Plant and machinery – long-life assets

Subject to some exemptions, plant with a life expectancy in excess of 25 years currently qualifies for llowances at a rate of 6% a year, which will increase to 10% in a year’s time. The impact of the ‘long-life assets’ legislation is largely (though not entirely) restricted to those businesses which will suffer most from the abolition of IBAs, so the rate change affords some measure of relief, but it is of course only a timing difference, whereas the abolition of IBAs is a permanent loss of tax relief.

Plant and machinery – first-year allowances/annual investment allowance

The first-year allowance of 50% for small businesses will be extended for another year, while the rate for medium sized businesses continues at 40% (Finance Bill 2007, Clause 36).

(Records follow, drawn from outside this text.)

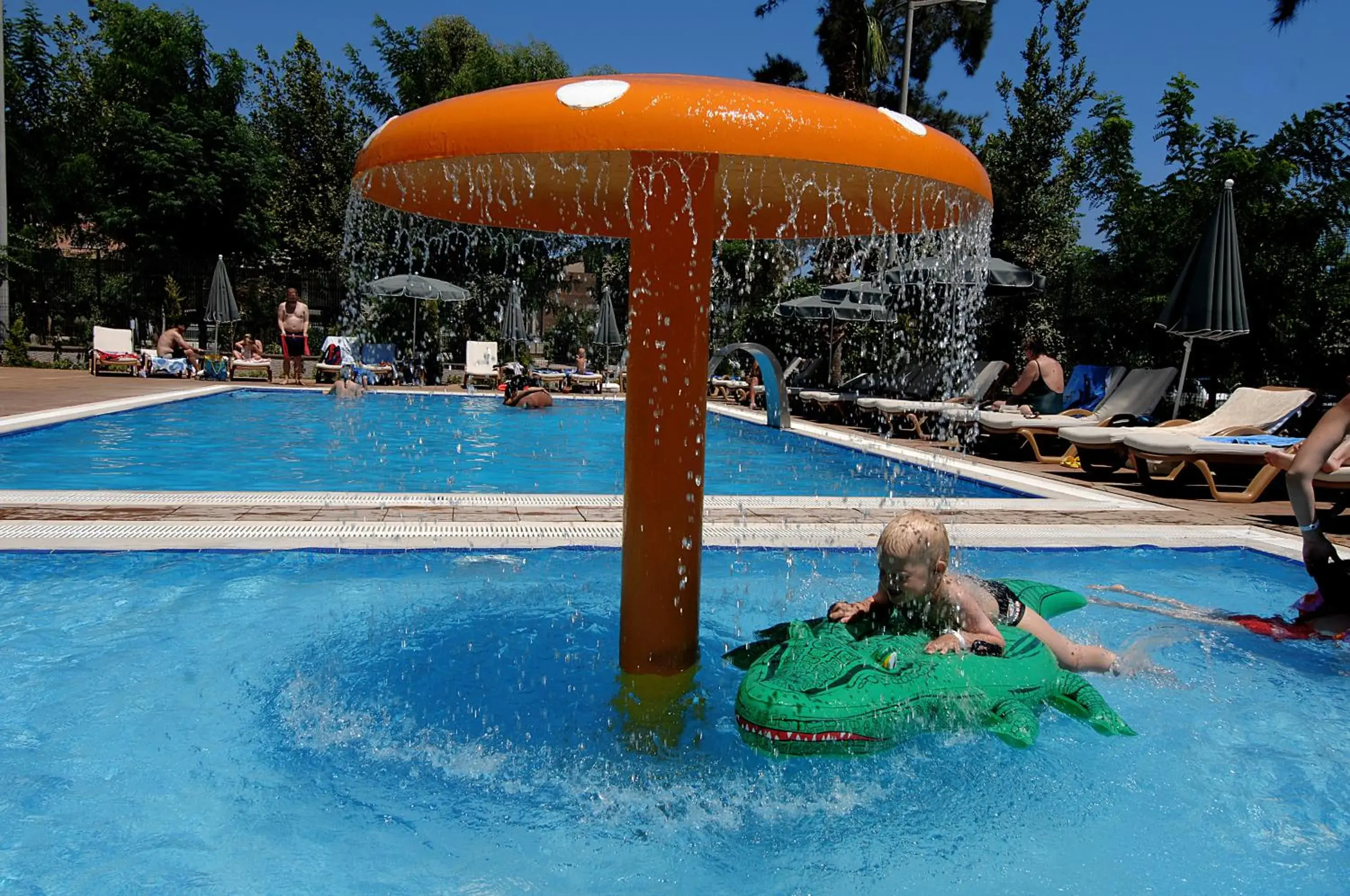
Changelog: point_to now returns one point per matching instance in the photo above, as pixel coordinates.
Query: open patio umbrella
(419, 289)
(513, 319)
(852, 303)
(222, 307)
(1209, 301)
(607, 328)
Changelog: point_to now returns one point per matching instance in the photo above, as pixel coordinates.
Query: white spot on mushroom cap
(376, 133)
(905, 122)
(588, 95)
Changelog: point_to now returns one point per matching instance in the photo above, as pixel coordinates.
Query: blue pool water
(257, 440)
(420, 722)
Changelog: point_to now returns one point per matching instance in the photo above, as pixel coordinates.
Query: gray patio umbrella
(1209, 301)
(607, 328)
(416, 288)
(851, 303)
(513, 319)
(1002, 278)
(222, 307)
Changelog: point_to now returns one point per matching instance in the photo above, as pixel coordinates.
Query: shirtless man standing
(172, 345)
(293, 323)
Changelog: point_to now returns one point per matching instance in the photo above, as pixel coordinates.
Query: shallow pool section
(260, 440)
(442, 722)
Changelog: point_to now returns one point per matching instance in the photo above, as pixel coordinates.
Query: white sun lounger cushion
(1260, 408)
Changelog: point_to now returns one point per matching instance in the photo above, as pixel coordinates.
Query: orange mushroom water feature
(673, 164)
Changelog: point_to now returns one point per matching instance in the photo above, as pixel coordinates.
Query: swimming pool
(441, 721)
(266, 440)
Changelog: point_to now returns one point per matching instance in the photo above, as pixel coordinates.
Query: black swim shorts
(1010, 609)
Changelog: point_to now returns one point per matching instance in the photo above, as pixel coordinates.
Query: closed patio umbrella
(513, 319)
(419, 289)
(607, 328)
(222, 307)
(851, 303)
(1209, 301)
(1001, 277)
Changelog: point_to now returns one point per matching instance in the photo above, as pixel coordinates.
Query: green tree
(1292, 207)
(49, 104)
(446, 58)
(1036, 169)
(179, 168)
(862, 46)
(779, 69)
(310, 116)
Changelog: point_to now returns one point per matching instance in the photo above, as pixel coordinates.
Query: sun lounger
(913, 415)
(481, 363)
(256, 369)
(380, 361)
(1160, 457)
(553, 380)
(112, 350)
(727, 388)
(168, 366)
(1133, 396)
(1248, 409)
(585, 382)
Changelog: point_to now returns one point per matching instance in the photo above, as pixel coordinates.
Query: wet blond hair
(916, 533)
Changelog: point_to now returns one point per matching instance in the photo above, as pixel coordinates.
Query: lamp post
(4, 203)
(909, 40)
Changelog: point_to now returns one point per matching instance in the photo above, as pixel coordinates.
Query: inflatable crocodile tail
(1072, 695)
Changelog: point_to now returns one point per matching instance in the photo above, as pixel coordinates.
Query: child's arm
(976, 625)
(846, 612)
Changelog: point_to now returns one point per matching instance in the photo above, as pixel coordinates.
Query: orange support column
(670, 200)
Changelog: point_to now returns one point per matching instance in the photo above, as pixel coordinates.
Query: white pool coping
(1047, 496)
(436, 535)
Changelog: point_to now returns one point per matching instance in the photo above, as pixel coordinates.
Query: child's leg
(1076, 658)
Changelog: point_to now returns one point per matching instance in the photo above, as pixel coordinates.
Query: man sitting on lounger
(249, 349)
(522, 392)
(172, 345)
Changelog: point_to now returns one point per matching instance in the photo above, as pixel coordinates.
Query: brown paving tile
(551, 515)
(601, 515)
(486, 515)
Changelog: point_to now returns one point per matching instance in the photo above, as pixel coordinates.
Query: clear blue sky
(1245, 71)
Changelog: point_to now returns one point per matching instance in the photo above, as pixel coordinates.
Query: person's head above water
(912, 555)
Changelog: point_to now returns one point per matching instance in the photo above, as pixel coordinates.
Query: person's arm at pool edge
(846, 612)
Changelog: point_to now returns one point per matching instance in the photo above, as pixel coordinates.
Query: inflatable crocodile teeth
(824, 687)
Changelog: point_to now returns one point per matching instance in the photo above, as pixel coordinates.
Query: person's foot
(1282, 459)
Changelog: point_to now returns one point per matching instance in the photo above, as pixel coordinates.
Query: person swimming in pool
(916, 583)
(523, 392)
(1321, 616)
(347, 385)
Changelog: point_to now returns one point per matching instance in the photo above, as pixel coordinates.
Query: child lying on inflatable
(914, 579)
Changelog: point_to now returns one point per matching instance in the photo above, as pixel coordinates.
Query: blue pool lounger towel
(1087, 386)
(1271, 442)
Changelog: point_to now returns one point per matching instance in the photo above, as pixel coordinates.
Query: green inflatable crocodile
(824, 687)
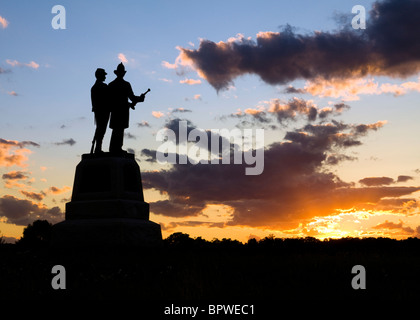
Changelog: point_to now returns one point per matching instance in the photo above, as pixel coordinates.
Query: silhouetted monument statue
(120, 91)
(101, 107)
(107, 207)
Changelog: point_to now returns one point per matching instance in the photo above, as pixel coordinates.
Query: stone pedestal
(107, 206)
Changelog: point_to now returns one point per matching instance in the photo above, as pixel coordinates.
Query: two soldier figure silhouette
(112, 101)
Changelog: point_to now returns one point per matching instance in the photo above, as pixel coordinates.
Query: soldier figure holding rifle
(119, 92)
(100, 107)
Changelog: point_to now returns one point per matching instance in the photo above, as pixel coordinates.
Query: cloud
(404, 178)
(3, 22)
(33, 195)
(296, 184)
(376, 181)
(128, 135)
(168, 65)
(14, 152)
(387, 47)
(15, 63)
(15, 175)
(157, 114)
(190, 81)
(149, 154)
(22, 212)
(180, 110)
(143, 124)
(56, 191)
(69, 142)
(122, 58)
(4, 70)
(394, 226)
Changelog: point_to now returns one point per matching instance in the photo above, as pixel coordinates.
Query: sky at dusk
(339, 107)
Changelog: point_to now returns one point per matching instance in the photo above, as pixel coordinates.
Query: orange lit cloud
(22, 212)
(13, 152)
(55, 190)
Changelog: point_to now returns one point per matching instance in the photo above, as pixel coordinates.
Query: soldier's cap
(120, 69)
(100, 71)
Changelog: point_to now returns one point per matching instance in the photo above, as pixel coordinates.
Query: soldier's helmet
(120, 70)
(100, 72)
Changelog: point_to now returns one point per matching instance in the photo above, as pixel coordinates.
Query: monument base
(108, 232)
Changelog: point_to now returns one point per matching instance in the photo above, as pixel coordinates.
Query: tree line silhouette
(38, 234)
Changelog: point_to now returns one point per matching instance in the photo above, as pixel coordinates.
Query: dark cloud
(18, 144)
(22, 212)
(387, 47)
(69, 142)
(295, 184)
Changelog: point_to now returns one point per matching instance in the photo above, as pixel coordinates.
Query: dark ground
(186, 269)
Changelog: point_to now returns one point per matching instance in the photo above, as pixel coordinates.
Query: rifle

However, from 2008/09 first-year allowances will be replaced by a new Annual Investment Allowance,  under which the first £50,000 of expenditure incurred on plant each year will qualify for 100% relief. Readers with long memories will recall that an earlier form of ‘investment allowances’ were given in addition to the standard capital allowances. That is unlikely to be the case under these proposals. Details are to be confirmed but it is expected that the investment allowance will not apply to, for example, cars or the above-mentioned ‘fixtures integral to a building’. Whilst any extra relief is to be welcomed, this is of course only an acceleration of relief, £50,000 doesn’t go very far, and consequently the maximum benefit that the investment allowance affords is very limited. For larger businesses the amount is likely to be immaterial, while for a small company, it represents a present-value tax saving of around £5,000, which may well all go in paying tax at the now increased small companies’ rate.

Business premises renovation allowance

Finance Act 2005 paved the way for a 100% allowance for the cost of converting or renovating property to bring it back into business use. It has now been announced that, following the granting of state aid approval, this allowance will be available from 11 April 2007. The allowance is available provided that strict criteria are met, chief among which are: 



This allowance has little to fault it, except perhaps its restriction to designated areas, but it sits uneasily alongside the negative measures announced in this year’s Budget, in particular the fact that a rise in the number of vacant business premises cannot be ruled out in consequence of the abolition of industrial buildings allowances. It will have little impact on the majority of businesses.


More businesses are expected to suffer as a result of Budget changes to the capital allowances system than will benefit. Allowances will be harder to come by and it is even more essential to maximise claims for plant allowances, and to do so without delay, before the Budget changes take full effect.